On fait une critique radicale de la notion de génie novateur en sciences et l’on défend la thèse dominante de la primauté du travail collectif. Je crois que le débat, s’il allait au fond des choses, devrait se centrer sur la validité du consensus en science, dont certains font la preuve ultime de véracité.  Moi, je préfère les gens qui s’affranchissent des préjugés et sortent du consensus. C’est un débat de fond, et il me semble que nier le rôle déterminant du génie individuel, souvent méconnu par son milieu scientifique d’origine, parfois persécuté, est historiquement indéfendable.

Personnellement, je ne crois pas au travail collectif, mais seulement au concert des esprits et à la construction de la découverte par idées suscitant des idées en passant d’une personne à l’autre : l’image est celle de la ligne de trois-quarts d’une équipe de rugby qui progresse vers l’essai en se passant la balle. Mais à chaque moment c’est un seul joueur qui porte la balle, et à la fin on sait qui marque l’essai. C’est toute l’équipe qui marque, si l’on veut, mais pas vraiment. Il y a un moment décisif qui n’appartient qu’à un seul.

Lorsque l’on parle de science, on met en avant l’ ‘équipe’, mais c’est pour glorifier une hiérarchie, et donc un contrôle par le haut, y compris sur les idées, qui n’existe pas dans l’équipe de rugby. Je préfère la notion de ‘milieu’. Les époques de productivité scientifique, littéraire, artistique, sont celles où il s’est constitué un milieu d’esprits indépendants qui communiquent entre eux.

Si l’on lit ‘la double hélice’ de James Watson, sur la découverte de la structure de l’ADN ? On voit à quel point les idées qui conduisent à la découverte majeure (changement de paradigme) sont nombreuses et sont dues à plusieurs dizaines de personnes différentes qui travaillent à des choses différentes à des endroits différents, mais qui sont en communication. Mais il y a un moment de la découverte finale, qui résulte d’une idée qu’a soudain James Watson sans laquelle toutes les autres réunies ne se seraient jamais composées en découverte majeure faisant changer de paradigme. Si bien que ce ne sont même pas à proprement parler Watson et Crick qui ont découvert la structure de l’ADN, mais Watson tout seul. Et en même temps, seul il n’aurait rien découvert du tout.

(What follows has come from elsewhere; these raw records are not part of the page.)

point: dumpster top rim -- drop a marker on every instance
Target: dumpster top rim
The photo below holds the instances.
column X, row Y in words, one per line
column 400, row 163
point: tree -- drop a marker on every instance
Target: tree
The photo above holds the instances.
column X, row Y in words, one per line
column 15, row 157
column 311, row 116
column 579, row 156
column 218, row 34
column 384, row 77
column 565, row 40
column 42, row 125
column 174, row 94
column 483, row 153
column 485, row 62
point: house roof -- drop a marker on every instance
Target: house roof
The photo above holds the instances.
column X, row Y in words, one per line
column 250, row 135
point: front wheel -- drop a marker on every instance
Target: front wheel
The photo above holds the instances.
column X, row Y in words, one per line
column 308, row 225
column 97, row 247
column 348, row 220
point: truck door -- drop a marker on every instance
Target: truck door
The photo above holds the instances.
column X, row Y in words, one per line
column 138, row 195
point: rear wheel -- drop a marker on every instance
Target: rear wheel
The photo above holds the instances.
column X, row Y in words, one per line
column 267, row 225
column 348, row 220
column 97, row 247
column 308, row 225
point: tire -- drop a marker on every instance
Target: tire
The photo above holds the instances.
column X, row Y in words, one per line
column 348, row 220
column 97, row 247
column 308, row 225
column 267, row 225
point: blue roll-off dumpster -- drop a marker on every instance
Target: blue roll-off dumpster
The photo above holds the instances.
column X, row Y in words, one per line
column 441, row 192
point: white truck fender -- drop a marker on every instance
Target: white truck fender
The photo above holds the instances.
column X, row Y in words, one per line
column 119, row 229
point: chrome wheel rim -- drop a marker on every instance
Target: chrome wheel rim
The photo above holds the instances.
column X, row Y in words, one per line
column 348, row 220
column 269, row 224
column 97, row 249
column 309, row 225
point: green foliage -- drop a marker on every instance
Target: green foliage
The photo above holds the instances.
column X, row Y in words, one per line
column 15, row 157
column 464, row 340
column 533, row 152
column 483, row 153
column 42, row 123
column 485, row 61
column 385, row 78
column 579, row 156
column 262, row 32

Watson n’aurait jamais rien découvert s’il n’avait pas reçu les idées de plusieurs dizaines de savants, depuis Schrödinger (le plus lointain) jusqu’à Wilkins (le plus proche), en passant par Pauling, Luria, Perutz, Kendrew, Franklin etc, et même, crucialement, son ennemi intime Erwin Chargaff.

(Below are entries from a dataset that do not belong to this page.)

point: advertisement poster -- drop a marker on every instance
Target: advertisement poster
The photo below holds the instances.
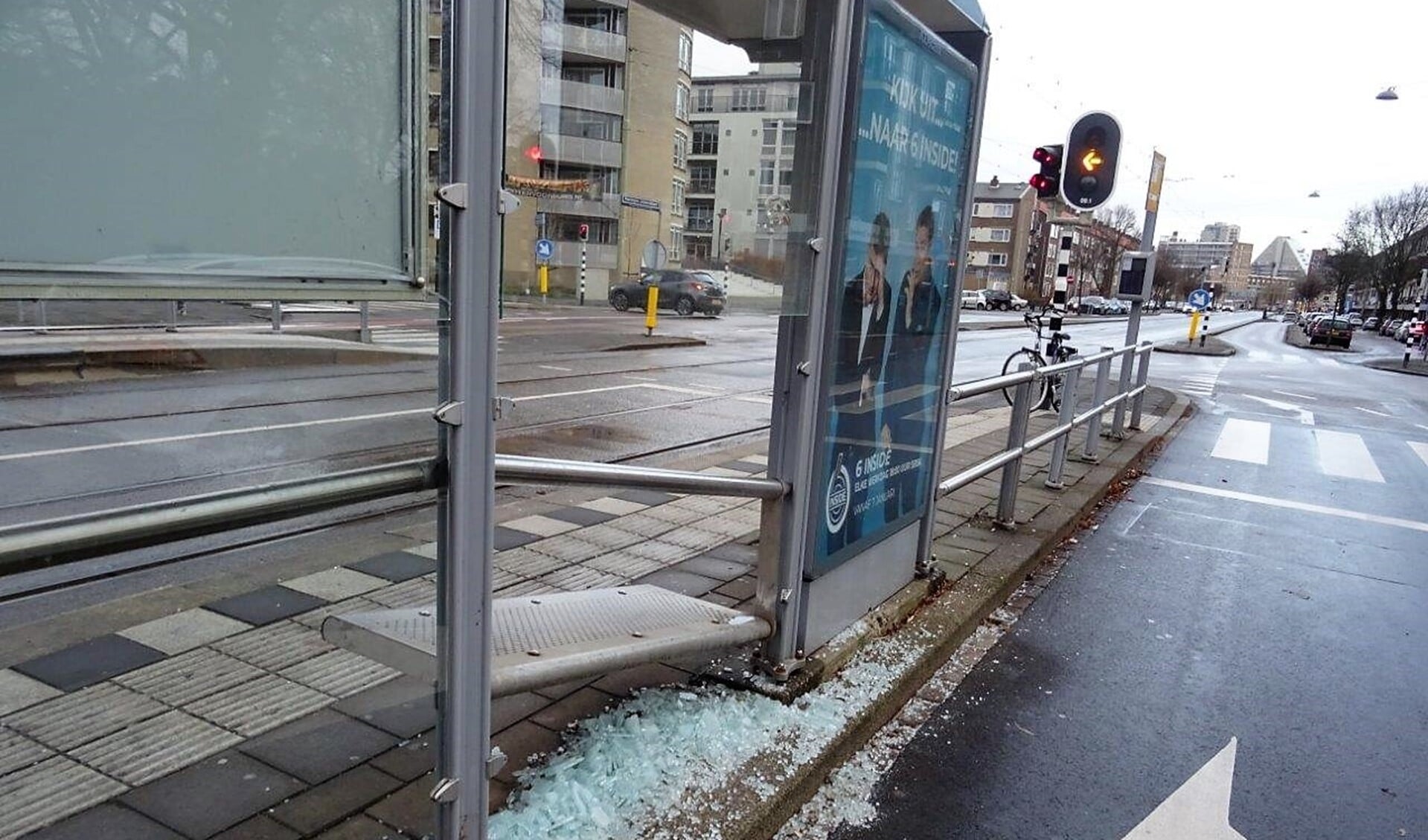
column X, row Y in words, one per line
column 894, row 298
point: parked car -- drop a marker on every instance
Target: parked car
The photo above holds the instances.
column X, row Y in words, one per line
column 685, row 292
column 1331, row 330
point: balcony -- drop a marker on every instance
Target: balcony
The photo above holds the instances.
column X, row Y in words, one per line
column 577, row 94
column 583, row 43
column 581, row 150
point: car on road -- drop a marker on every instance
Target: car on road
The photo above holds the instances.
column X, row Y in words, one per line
column 685, row 292
column 1331, row 330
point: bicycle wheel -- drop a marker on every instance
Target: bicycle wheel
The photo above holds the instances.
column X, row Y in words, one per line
column 1040, row 392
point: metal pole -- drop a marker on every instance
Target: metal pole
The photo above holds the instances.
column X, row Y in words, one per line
column 1016, row 436
column 476, row 97
column 1092, row 429
column 1142, row 375
column 1070, row 385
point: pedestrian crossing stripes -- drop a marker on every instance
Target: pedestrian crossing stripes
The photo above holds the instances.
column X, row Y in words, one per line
column 1341, row 455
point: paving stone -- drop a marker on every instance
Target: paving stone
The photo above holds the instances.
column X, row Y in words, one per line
column 624, row 565
column 49, row 792
column 106, row 821
column 410, row 809
column 155, row 748
column 511, row 539
column 333, row 801
column 318, row 746
column 581, row 577
column 621, row 683
column 276, row 646
column 267, row 605
column 89, row 661
column 340, row 673
column 650, row 498
column 714, row 568
column 413, row 593
column 183, row 630
column 19, row 692
column 581, row 516
column 335, row 585
column 17, row 750
column 613, row 506
column 189, row 676
column 682, row 582
column 542, row 526
column 85, row 716
column 213, row 795
column 522, row 743
column 396, row 566
column 405, row 706
column 410, row 759
column 259, row 827
column 259, row 706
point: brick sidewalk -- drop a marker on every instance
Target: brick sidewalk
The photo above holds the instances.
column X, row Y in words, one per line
column 234, row 719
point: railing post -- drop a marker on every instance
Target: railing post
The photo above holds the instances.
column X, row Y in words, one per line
column 1092, row 429
column 1070, row 385
column 1142, row 375
column 1016, row 437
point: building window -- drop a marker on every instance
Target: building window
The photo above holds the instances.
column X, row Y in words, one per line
column 682, row 149
column 705, row 138
column 686, row 52
column 766, row 178
column 682, row 100
column 749, row 99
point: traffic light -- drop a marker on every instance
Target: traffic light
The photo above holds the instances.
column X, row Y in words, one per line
column 1048, row 180
column 1092, row 153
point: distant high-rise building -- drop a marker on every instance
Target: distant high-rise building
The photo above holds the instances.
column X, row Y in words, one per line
column 1220, row 232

L’idée clé de voûte surgit à un moment précis, le 15 mars 1953, et dans une cervelle précise. Crick dira : « Si James Watson avait été tué par une balle de tennis, je n’aurais jamais découvert tout seul la structure de l’ADN ». C’était une allusion au fait que Watson (le moins instruit de tous ceux qui avaient contribué à la découverte, le plus jeune et le plus désinvolte) passait trop de temps à jouer au tennis au lieu d’être au laboratoire. L’idée terminale et décisive était que les bases ne s’associaient pas, comme tout le monde présupposait C avec C, T avec T, A avec A etc.… Mais CG, TA, etc. , réalisant un système positif-négatif pour la duplication. Une fois de plus, la science avançait parce qu’un génie avait eu une idée évidente et géniale que personne d’autre n’avait eue avant lui. Le génie, c’était juste le mépris du consensus et du qu’en-dira-t-on. On est tenté de penser que la qualité majeure de Watson, c’était son ignorance et le fait qu’il n’était à Cambridge qu’un petit stagiaire américain d’ores et déjà réputé pour ses mauvaises manières et son manque de sérieux. C’est au moins l’image qu’il donne de lui-même dans son récit.